The addition of Alito and Chief Justice John Roberts, who both have reputations for fidelity to the constitutional text, sets up the possibility this time there will be five votes in favor of a prohibition on the technique. In September, Roberts replaced the late William Rehnquist, who dissented in the 2000 ruling that invalidated Nebraska’s partial-birth abortion ban. Rehnquist was joined on the minority side in that decision by three justices who remain on the court: Antonin Scalia, Anthony Kennedy and Clarence Thomas.

In its Stenberg v. Carhart opinion in 2000, the Supreme Court ruled Nebraska’s prohibition was unconstitutional because it imposed an “undue burden” on a woman’s right to choose abortion, did not include an exception for health reasons and could be used against another method.

Congressional sponsors of a ban responded to the high court’s 2000 decision by drafting a new federal version that sought to address a couple of issues, including the justices’ demand for a health exception. The new federal law declared in its findings the method is neither safe for women nor necessary to preserve their health, based on the testimony of doctors. It included an exception to protect the mother’s life.

After President Bush signed the bill into law in November 2003, abortion rights organizations quickly challenged it in three courts and blocked its enforcement. Federal judges in New York City, San Francisco and Lincoln, Neb., struck down the law.

A three-judge panel of the Eighth Circuit, which is based in St. Louis, ruled unanimously in July of last year the federal ban was unconstitutional because it does not include a health exception. The Department of Justice urged the Supreme Court to review the decision. In January, three-judge panels of the Second and Ninth circuits also weighed in against the law. The Second Circuit is in New York City, and the Ninth Circuit is based in San Francisco.

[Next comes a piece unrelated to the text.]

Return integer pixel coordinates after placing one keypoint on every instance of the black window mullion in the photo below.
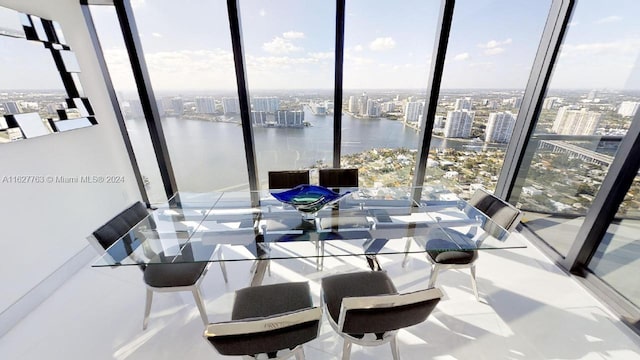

In the ERLC-endorsed brief, the USCCB says, “Killing a child substantially outside his or her mother’s body is not protected under this Court’s abortion jurisprudence. And this Court should not extend that jurisprudence to include it.”

On whether Congress can decide a health exception is unnecessary, the brief contends, “Failure to defer to the legislative branch here, as in any other medical context, would transform this Court and lower courts into an ongoing medical review board, a role this Court has properly disclaimed.”

In arguing for the justices to re-examine the high court’s abortion opinions, the brief says even scholars who support abortion rights have criticized Roe. Also, “recent medical research and scholarship on abortion continue to undermine many of the factual assumptions underlying Roe,” the brief says.

The judiciary’s requirement that an abortion restriction include an exception for a mother’s health has frustrated attempts to enact a meaningful prohibition on the partial-birth procedure. Until now, the dilemma that ban advocates have been unable to solve is this: If they pass a partial-birth abortion ban without a health exception, the courts strike it down; if they approve a ban with a health exception, it is ineffective because of the judiciary’s definition of “health.”

In its 1973 Doe v. Bolton opinion, which accompanied the Roe decision, the Supreme Court defined maternal health so expansively that it had the practical effect of permitting abortion for any reason throughout all stages of pregnancy.

Congress approved the Partial-birth Abortion Ban Act by wide margins in 2003, with the Senate voting 64-34 for the bill and the House of Representatives passing it in a 281-142 vote. Congress had twice adopted partial-birth abortion bans in the 1990s only to have President Clinton veto them. In both 1996 and 1998, the House achieved the two-thirds majorities necessary to override vetoes, but the Senate fell short.